Both cabinet colleagues and Opposition members were shocked at Freeland’s departure. Treasury Board president Anita Anand, who worked closely with Freeland, told reporters that the news “hit me really hard.”

NDP MP Charlie Angus used an expletive, then asked “How does a prime minister, on the eve of a statement that we’ve been waiting for for months, deep-six his finance minister and think that things are going to be normal?”

The obvious question is why Trudeau chose this moment to ask his finance minister to stand aside.

Was Freeland going to use the economic update to cast doubt on the government’s financial management? Did the prime minister fear she may have intended to reveal the extent of her disagreements with him?

By law, the government must issue a fall economic update that meets the requirements laid out in the Fall Economic Statement Implementation Act.

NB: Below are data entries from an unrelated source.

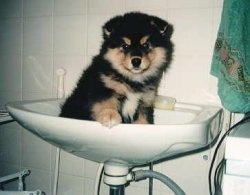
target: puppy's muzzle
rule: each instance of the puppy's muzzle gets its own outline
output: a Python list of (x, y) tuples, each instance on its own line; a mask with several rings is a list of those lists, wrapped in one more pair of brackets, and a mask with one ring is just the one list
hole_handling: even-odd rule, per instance
[(141, 65), (141, 58), (140, 57), (133, 57), (131, 59), (131, 63), (135, 69), (140, 68)]

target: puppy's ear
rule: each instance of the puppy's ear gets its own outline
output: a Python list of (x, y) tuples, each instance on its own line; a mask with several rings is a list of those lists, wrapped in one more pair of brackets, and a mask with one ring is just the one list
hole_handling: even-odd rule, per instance
[(114, 32), (115, 28), (121, 23), (122, 19), (122, 16), (116, 16), (104, 24), (102, 30), (103, 37), (105, 39), (110, 37), (111, 33)]
[(162, 20), (155, 16), (151, 16), (151, 25), (156, 27), (163, 36), (169, 39), (171, 38), (174, 28), (165, 20)]

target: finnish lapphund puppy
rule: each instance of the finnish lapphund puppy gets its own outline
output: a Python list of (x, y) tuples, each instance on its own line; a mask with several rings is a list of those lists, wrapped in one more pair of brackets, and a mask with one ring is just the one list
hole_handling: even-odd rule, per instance
[(153, 124), (153, 102), (173, 53), (173, 26), (158, 17), (131, 12), (103, 26), (99, 55), (83, 72), (61, 107), (61, 117)]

So shortly after Freeland left, an update was offered. It put the deficit at a staggering $61.9 billion.

But how much credibility does it have?

Freeland’s departure raises fundamental questions about the true state of the government’s finances.

Bad as things are, might they be even worse than we’ve been told?

Inevitably, the prime minister now faces intensified demands for him to step down.

And all this comes at a time when a trade war with the U.S. might lie ahead.

Canada’s political leaders must present a united front when pushing back against Trump’s threatened tariff.

It’s difficult to see how this can be managed with Trudeau still in place, a point Freeland makes in her resignation letter.